Kiku lari duluan membuka pintu belakang mobil, disusul Yuu. Si pemilik mobil tidak memperdulikan jok belakangnya basah terkena tubuh kuyub dua remaja yang ditolongnya. Dengan seluruh kekuatan lelaki limapuluh tahunan itu menginjak gas dan memutar setir. Menggerakkan mobil tuanya mengurai hujan dengan kecepatan penuh.
***
Seperti ada yang merayap-rayap di kaki Haruki ketika menginjak rem dan gas bergantian. Ia sedang berusaha mengejar waktu. Ia sudah berjanji pada ibunya untuk pulang cepat, biasanya dia tidak akan khawatir karena ada anak lelaki sekuat baja yang rela mengorbankan apa saja untuk melindungi neneknya. Tapi bocah belasan tahun itu sedang tidak diketahui juntrungannya sekarang.

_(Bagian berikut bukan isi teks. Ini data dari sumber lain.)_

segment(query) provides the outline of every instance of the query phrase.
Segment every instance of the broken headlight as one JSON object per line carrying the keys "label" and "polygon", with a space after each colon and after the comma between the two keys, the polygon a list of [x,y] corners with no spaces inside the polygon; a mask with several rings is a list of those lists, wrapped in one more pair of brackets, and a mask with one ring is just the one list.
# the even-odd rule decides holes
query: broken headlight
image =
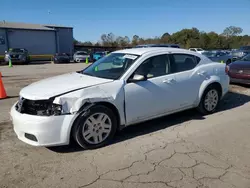
{"label": "broken headlight", "polygon": [[[21,106],[20,106],[21,105]],[[54,104],[53,100],[22,100],[17,104],[20,113],[38,116],[58,116],[64,114],[62,105]]]}
{"label": "broken headlight", "polygon": [[62,115],[63,111],[62,111],[62,105],[60,104],[52,104],[51,105],[51,109],[49,109],[49,113],[48,115]]}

"Haruki, biar aku yang menyetir. Sepertinya keadaanmu sedang kacau."
Keringat-keringat dingin menyembul dari pori-pori tangan Haruki, mengalir sampai berjatuhan di pangkuannya. Sejak memaksakan diri untuk memegang setir, Aiwara tahu lelaki di sampingnya sedang tidak beres.
"Maafkan saya, Nona Aiwara. Maaf harus mengakhiri pertemuan dengan ayah Anda dengan cepat. Saya terburu-buru. Saya.. tidak bisa meninggalkan ibu saya."
Pulang, ayah tidak berguna! Pulang atau mati saja!
Suara imut namun menusuk sedang mengganggu konsentrasi Haruki. Suara yang berasal dari bertahun-tahun lalu, namun terasa baru beberapa detik mampir ke telinganya. Masih panas, masih sama menyakitkannya seperti pertama kali ia dengar.
Tangan dengan buku-buku mengeras itu memutar setir untuk menepi, berlanjut mendorong pintu mobil yang mengeluarkan tubuh tegap semampai. Aiwara tidak pikir dua kali untuk mengambil alih ke jok sopir ketika Haruki memutar tubuhnya mengitari bagian depan mobil. Lelaki itu kemudian menyamankan duduknya di jok bekas Aiwara yang masih hangat.
"Maaf, Nona." ulang Haruki tidak memperdulikan bulir-bulir air yang menetes dari rambutnya. Hujan telah deras entah sejak kapan. Lelaki itu mencoba untuk mengatur napasnya. Kaca matanya mendadak buram karena uap. Ia sempat berharap ada semacam pembersih di kaca matanya, seperti yang sejak tadi berdecit naik turun di kaca mobil.